Paper No. 207-12
Presentation Time: 11:20 AM
USING FLUID INCLUSION STUDIES TO INVESTIGATE THE SOURCE OF HYDROCARBON FLUIDS IN THE MIOCENE SNOQUALMIE GRANITE, NORTH CASCADES, WA, USA
Worldwide occurrences of biogenic hydrocarbons in fractured granitic and other crystalline basement rocks are well documented. The Green Ridge Breccia cuts the composite Miocene Snoqualmie Batholith in King County, WA, USA. The granite was emplaced at ~5km depth between ~17 and 20Ma and the crosscutting NW trending breccia contains large angular blocks of the host granite (<1 metre in longest dimension).
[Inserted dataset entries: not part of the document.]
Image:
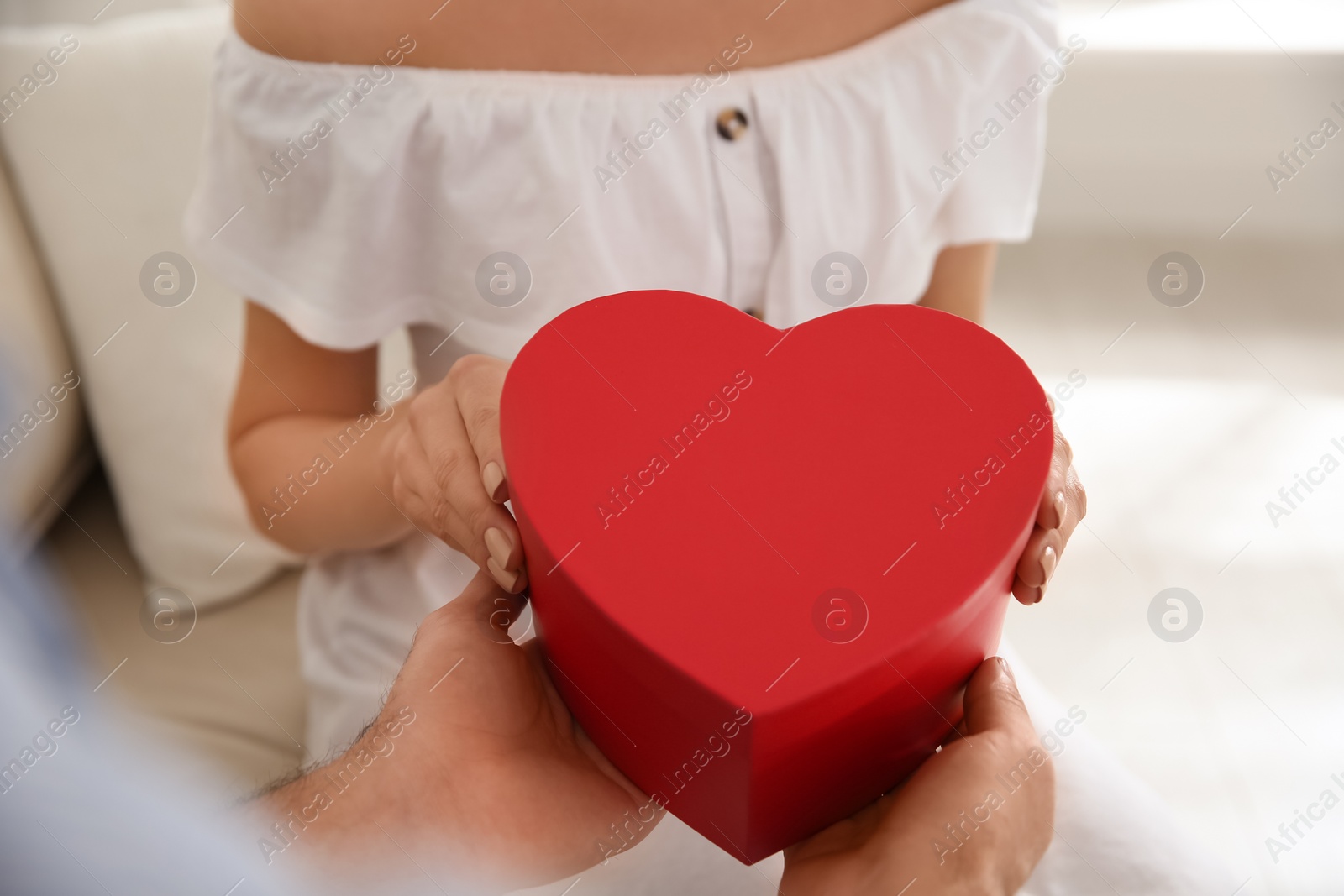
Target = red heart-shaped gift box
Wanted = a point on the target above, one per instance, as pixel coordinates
(764, 563)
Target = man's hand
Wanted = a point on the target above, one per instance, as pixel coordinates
(974, 819)
(491, 782)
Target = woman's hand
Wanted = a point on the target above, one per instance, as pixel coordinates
(448, 469)
(488, 779)
(954, 825)
(1063, 506)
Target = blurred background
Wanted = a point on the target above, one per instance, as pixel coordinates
(1189, 410)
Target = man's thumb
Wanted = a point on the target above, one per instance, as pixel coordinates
(992, 699)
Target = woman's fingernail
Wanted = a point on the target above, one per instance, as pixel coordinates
(499, 546)
(492, 477)
(1048, 559)
(508, 580)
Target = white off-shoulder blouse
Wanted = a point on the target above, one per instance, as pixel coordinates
(353, 201)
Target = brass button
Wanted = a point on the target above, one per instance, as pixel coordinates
(732, 123)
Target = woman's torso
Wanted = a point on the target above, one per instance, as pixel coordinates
(601, 36)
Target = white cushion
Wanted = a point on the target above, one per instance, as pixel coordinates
(40, 418)
(104, 159)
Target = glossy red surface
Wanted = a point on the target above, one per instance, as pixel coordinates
(764, 563)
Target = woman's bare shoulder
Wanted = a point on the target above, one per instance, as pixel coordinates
(351, 31)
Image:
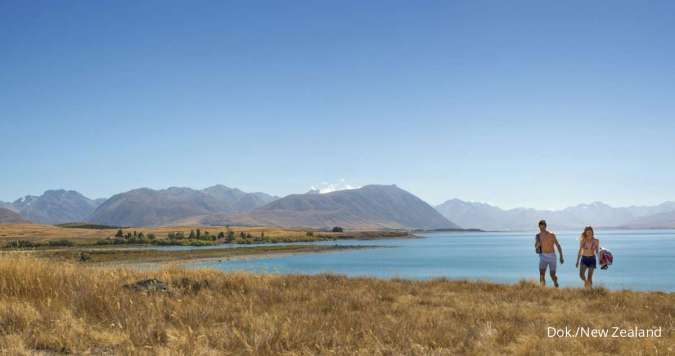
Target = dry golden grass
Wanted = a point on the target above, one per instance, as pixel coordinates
(41, 233)
(67, 308)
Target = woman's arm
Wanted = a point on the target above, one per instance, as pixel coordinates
(557, 244)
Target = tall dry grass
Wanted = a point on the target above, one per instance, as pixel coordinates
(67, 308)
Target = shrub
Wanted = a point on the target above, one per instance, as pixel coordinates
(21, 244)
(62, 242)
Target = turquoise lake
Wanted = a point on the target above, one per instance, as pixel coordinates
(643, 260)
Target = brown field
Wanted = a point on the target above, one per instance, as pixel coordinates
(139, 255)
(55, 307)
(41, 233)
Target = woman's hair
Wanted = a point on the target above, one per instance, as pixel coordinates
(586, 229)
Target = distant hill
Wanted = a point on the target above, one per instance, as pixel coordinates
(148, 207)
(656, 221)
(488, 217)
(55, 207)
(372, 206)
(10, 217)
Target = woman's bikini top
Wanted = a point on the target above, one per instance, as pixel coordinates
(589, 245)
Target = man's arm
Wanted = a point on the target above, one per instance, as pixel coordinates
(557, 244)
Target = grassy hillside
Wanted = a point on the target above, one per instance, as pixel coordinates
(91, 234)
(67, 308)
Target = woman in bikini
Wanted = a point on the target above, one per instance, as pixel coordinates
(588, 248)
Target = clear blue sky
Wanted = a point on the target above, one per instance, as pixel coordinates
(518, 103)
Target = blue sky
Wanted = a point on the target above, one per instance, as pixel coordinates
(518, 103)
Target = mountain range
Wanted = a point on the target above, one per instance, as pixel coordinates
(11, 217)
(488, 217)
(148, 207)
(372, 206)
(54, 207)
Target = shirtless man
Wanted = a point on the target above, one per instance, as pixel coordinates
(544, 244)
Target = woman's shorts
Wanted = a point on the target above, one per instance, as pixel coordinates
(589, 261)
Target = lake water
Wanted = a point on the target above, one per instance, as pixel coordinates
(643, 259)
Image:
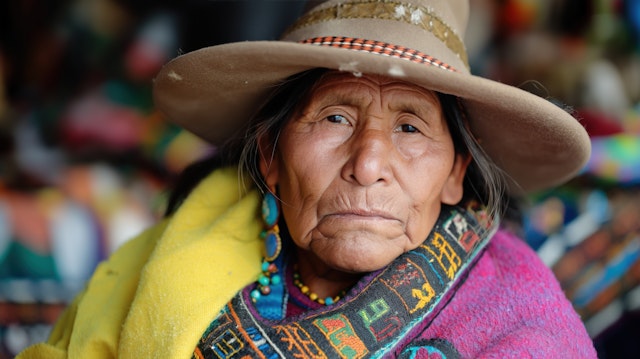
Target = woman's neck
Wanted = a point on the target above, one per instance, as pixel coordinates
(320, 278)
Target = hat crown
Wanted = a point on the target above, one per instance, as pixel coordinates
(432, 27)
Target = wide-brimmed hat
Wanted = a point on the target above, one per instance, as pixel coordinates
(214, 91)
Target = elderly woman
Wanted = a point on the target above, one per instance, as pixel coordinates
(352, 210)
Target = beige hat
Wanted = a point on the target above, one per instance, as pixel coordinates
(213, 91)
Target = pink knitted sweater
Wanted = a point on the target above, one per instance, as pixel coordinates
(511, 306)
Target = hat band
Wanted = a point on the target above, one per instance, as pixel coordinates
(380, 48)
(412, 14)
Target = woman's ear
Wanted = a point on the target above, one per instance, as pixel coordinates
(268, 161)
(454, 187)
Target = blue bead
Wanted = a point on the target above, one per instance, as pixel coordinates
(263, 280)
(275, 279)
(270, 209)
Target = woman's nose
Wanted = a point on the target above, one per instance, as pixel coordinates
(369, 160)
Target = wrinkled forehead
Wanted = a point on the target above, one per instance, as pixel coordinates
(346, 84)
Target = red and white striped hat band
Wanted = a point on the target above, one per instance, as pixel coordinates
(378, 47)
(422, 17)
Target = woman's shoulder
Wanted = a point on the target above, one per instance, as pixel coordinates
(511, 305)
The brecciated granite blocks are cemented by quartz-amethyst euhedra (<10 cm in longest dimension) bearing vugs. A notable feature is the presence of centimetric scale yellow oil inclusions. The Guye Sedimentary Member of the Naches Formation contains interbedded leaf-bearing carbonaceous argillites Eocene in age. The country rocks display extensive folding and faulting that are pre-, syn- and post- granite emplacement. Fluid inclusion studies using Transmitted Light Petrography, UV Microscopy, Microthermometry, Laser Raman Microspectroscopy and Gas Chromatography-Mass Spectrometry record the presence and fluid composition of three fluid inclusion types hosted by the euhedra: primary Type 1 (liquid rich two-phase (L+V) aqueous inclusions) and secondary Type 2 bituminous two-phase (S+L) inclusions and Type 3 yellow oil bearing two-phase (Loil+Laq) immiscible liquid inclusions. The pressure, temperature and fluid composition of the three fluid inclusion types indicate that the Green Ridge Breccia was the locus for convective hydrothermal fluid flow and that the quartz-amethyst vugs formed at T~390°C assuming a trapping pressure of ~1.65kb. Later, and at shallower depths (~3km) and lower temperatures (~100°C) hydrocarbon fluids migrated downwards from the roof source rock, the Guye Sedimentary Member and were trapped along microfractures in the euhedra. This was followed by unroofing of the batholith and exposure of the Green Ridge Breccia. This study highlights the potential for other oil accumulations within the Snoqualmie Batholith in areas where it forms the basement capped by the Guye Sedimentary Member.